The couple laughs again and just like that, Matt has them where he wants them. He tells them it’s $5 for one try, $10 for four tries. “Assuming, of course, you do care enough about her,” he taunts, but his tone is friendly enough.

The boy wastes no time digging out his wallet. Meanwhile Matt assures the girl that her boyfriend is a real gentleman. So much so, he’s willing to strike a deal. He offers to let them each have four tries a piece for $20 and if either of them wins, they both walk away with prizes. He gestures at the giant stuffed donuts, Dalmatians, frogs and other prizes hanging overhead inside the tent.

The boy agrees but his first attempt fails, so Matt gives him a few more lessons, urging him to take his time. “Be the winner I believe you are,” Matt says. “Take your time. Oh! Why’d you pop your elbow out — why?”

Another pair walks by. Matt rattles off another lively pitch, and when they slow, he lays it on. “Five dollars, one try. Why $5?” He points to the stuffed animals. “Because they are taller than you.”

Matt turns off his microphone and says to the side that he’s been traveling with the fair for many years — “long enough that you should be listening.” He takes a thoughtful pause and quietly says that he knows the word “carnie” can conjure up dated, negative images, but he’s proud to be part of this particular midway traveling to this county fair.

“We have a good show like this and it’s hard for us to put that good image back in people’s minds,” he says to the side. “So we have to work even harder to give them a good time. We want them to know that not everyone is like that. We’re a really good family show.”

Matt clearly has fun razzing the players — capitalizing on his ineffable, old school persona — though everyone appears to laugh along with him, indicating he has a good grasp of personal boundaries.

“They come to have a good time,” he continues. “We strive to keep people coming back year after year and keep giving them a good experience. Bringing a smile to people’s faces is what it’s all about, you know?”

The teenagers file away empty-handed and another boy around the age of 12 approaches. He’s wearing a baseball cap and stares up at Matt quiet but expectantly.

“You want to try, young man?” Matt asks. “I’ll tell you what, you want to try that bad, you buy one round, I’ll buy you one round. Sound fair to you?”

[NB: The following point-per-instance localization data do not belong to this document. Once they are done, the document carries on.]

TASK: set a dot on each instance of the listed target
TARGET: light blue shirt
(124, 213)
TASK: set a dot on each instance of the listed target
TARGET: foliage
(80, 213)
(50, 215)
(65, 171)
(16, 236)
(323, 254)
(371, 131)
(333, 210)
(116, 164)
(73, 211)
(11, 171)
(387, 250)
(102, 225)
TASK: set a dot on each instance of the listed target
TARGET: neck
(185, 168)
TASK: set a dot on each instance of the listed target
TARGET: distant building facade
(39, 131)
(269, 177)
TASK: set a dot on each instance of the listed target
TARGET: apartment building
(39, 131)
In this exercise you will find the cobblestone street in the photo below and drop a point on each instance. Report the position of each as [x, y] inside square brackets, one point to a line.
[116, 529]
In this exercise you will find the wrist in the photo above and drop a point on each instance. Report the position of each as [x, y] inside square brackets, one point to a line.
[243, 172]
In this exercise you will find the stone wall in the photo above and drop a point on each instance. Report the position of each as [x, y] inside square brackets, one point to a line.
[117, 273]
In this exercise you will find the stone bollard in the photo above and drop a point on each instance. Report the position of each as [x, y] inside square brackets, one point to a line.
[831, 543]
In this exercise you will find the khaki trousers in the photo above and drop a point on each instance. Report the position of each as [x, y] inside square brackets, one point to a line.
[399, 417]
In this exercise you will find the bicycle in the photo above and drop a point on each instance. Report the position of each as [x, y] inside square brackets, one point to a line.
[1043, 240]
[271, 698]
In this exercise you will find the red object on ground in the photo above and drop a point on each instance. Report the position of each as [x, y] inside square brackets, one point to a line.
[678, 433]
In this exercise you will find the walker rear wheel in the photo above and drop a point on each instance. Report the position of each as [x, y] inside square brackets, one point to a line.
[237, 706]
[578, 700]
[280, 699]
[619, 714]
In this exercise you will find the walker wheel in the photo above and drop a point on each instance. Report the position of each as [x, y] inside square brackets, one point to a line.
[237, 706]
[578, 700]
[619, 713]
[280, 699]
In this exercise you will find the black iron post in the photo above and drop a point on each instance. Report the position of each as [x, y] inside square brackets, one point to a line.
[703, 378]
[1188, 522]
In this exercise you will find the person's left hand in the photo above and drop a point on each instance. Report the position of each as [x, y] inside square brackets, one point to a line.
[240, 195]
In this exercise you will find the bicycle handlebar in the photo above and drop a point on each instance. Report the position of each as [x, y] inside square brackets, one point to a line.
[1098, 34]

The boy grins and readily accepts.

“OK. You’re gonna like this, watch.” Matt demonstrates once more but it’s a new client so it’s a whole new script. He’s encouraging and there seems to be a mini lesson mixed into the fold about the importance of being a man of your word — but you have to pay close attention to everything he says or you’ll miss it. After the boy loses Matt tells him, “Perhaps next time, my friend.”

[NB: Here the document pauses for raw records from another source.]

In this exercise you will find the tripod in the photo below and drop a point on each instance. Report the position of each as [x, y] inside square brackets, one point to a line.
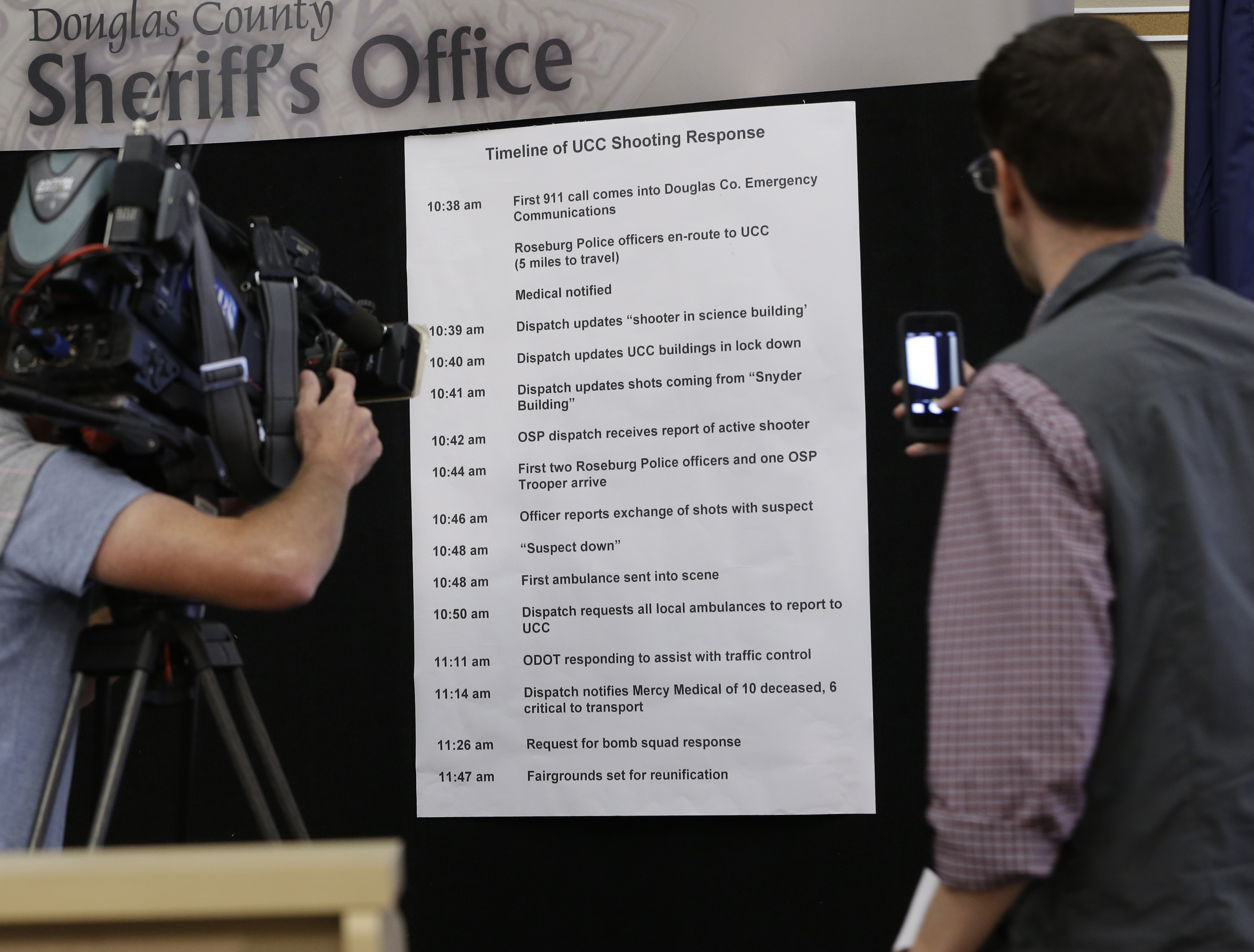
[170, 641]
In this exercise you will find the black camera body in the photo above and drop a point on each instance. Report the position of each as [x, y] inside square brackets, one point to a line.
[135, 310]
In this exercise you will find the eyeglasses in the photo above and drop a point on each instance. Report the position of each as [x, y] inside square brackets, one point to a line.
[984, 174]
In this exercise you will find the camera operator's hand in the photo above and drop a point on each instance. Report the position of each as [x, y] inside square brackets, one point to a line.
[946, 403]
[270, 557]
[337, 433]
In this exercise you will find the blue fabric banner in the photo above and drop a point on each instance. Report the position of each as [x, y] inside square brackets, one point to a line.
[1219, 143]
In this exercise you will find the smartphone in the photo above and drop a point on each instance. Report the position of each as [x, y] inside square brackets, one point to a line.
[932, 356]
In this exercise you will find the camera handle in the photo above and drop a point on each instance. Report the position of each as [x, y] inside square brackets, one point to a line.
[137, 649]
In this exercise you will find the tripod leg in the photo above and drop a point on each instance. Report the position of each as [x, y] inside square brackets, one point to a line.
[118, 758]
[239, 756]
[61, 750]
[187, 766]
[269, 757]
[103, 718]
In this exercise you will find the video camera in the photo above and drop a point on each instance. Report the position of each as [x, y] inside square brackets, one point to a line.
[135, 312]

Matt turns the mic off again and says to the side, “The most important thing you’ll ever learn in life is that around every corner, there’s some little kid looking up to you. No matter who you are, there’s someone looking up to you and you have an obligation to be the best you can be, because that little kid might want to be just like you someday.”

All around other workers like him are calling out sayings like, “Winners never quit,” and “Everyone’s a winner!”

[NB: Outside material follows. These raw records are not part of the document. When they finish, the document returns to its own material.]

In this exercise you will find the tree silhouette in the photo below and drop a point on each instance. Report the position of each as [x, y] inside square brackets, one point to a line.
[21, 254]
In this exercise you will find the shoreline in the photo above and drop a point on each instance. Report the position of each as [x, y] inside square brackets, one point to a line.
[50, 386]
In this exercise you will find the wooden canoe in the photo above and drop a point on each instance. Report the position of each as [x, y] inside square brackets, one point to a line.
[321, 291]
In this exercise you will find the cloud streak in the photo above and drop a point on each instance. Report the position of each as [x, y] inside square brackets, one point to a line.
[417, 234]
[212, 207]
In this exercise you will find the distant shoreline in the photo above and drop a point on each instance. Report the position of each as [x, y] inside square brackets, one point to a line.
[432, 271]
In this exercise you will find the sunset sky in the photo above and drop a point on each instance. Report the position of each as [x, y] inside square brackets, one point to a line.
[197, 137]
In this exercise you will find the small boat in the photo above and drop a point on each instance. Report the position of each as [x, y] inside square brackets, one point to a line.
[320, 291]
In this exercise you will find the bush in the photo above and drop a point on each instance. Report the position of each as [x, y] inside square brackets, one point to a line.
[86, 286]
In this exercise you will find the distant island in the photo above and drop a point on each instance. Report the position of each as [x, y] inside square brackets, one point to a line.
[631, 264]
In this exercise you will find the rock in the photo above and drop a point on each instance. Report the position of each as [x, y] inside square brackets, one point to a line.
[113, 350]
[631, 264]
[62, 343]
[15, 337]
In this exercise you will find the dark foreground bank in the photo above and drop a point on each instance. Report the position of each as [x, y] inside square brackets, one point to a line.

“All games here get play,” Matt says. “You have prize-every-time games, you have skill games. Every game out here is winnable. It’s all about having a good time. If you’re not having a good time, then what’s the point?”

No winners yet but there’s plenty of time. The day before — the opening of the fair — he had two winners at his tent. His game doesn’t usually pick up until evening after families have had their supper around the table, Matt says.

To pass the time, he observes, taking in the smiles and the wonder in people’s eyes as they see the fair for perhaps the first time.

“The excitement on any game when people win, that’s what it’s about,” Matt says, turning his mic back on. “And they’re all 100 percent winnable. Some games require that you pay attention because they are skill games.”

As the next potential player walks up, Matt’s voice turns back into that of a showman as he says, “Come on over. Pay attention. Watch.”